De Joe Sacco
272 páginas
Quadrinhos na Cia. | 2024
Tradução: André Czarnobai
Joe Sacco costura mais uma reportagem de fôlego em Pagar a Terra, enquanto se debruça sobre a história dos indígenas Dene no Canadá. São dezenas de fontes e uma imersão que nos leva a conhecer povos ameaçados por um ciclo de exploração, aculturação e violência. Ao longo de quase 300 páginas, o jornalista contextualiza, se aprofunda e dá múltiplas faces para uma questão complexa, que não se resume à realidade atual.
Vivendo em comunidade, conforme sua cultura ancestral, a história dos Dene ecoa à de muitos povos originários, não apenas na América do Norte. Seu modo de vida e tradições parecem incompatíveis com o sistema capitalista e sua sede por recursos. Ou, para alguns, incompatíveis com o progresso. O que Joe Sacco expõe, de modo documental, é como tudo o que esses indígenas vivem hoje está relacionado a uma rede de eventos, à medida que sua cultura foi subjugada pelos brancos, seus direitos negligenciados e sua relação com a terra ignorada.
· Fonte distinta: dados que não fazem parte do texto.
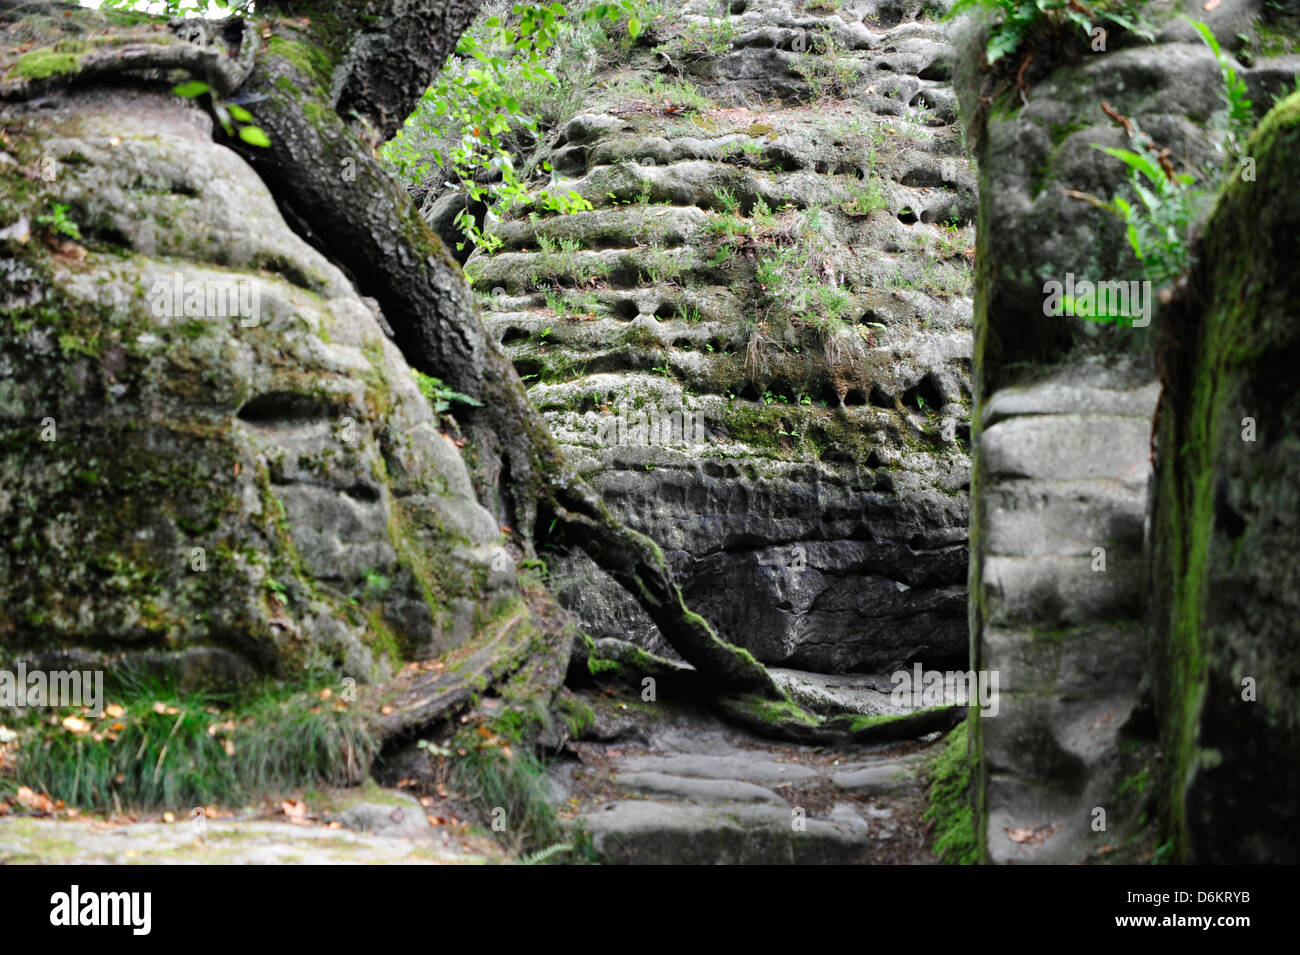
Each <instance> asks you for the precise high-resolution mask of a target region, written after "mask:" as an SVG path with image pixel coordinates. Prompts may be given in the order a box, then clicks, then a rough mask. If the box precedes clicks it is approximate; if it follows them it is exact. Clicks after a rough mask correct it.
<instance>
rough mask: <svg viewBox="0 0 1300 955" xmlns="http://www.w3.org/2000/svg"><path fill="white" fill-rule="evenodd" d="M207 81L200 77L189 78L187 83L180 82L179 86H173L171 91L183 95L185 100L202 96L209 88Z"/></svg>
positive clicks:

O jornalista amarra um depoimento no outro, cria pontes narrativas e, como de costume, se insere na apuração.
Durante o curso da trama, Sacco busca ser didático, mas ainda deixa o leitor tirar suas próprias conclusões. Há momentos em que pode parecer que a história se tornará repetitiva, mas somos surpreendidos pelo modo como a narrativa não linear é construída. Isso acontece especialmente no capítulo em que o autor se dedica a revelar como o sistema das escolas residenciais indígenas, comandadas por igrejas cristãs, desencadeou uma série de traumas que ainda influenciam a situação dos Dene.
Mesmo que mais econômico nas palavras do que no clássico Palestina, Joe Sacco ainda precisa se apoiar muito no texto para o desenvolvimento de sua obra. De todo modo, as informações são distribuídas com fluidez, com painéis elaborados com esmero.
Publicado pela Quadrinhos na Cia., Pagar a Terra entrega o que se espera de uma boa reportagem e parece fazer tudo isso sem esforço. A complexidade do assunto é respeitada e a experiência de Joe Sacco é mais uma vez comprovada. É impossível sair indiferente de tudo o que exposto na HQ, que reflete um pouco da história do mundo quando pensamos em relações coloniais.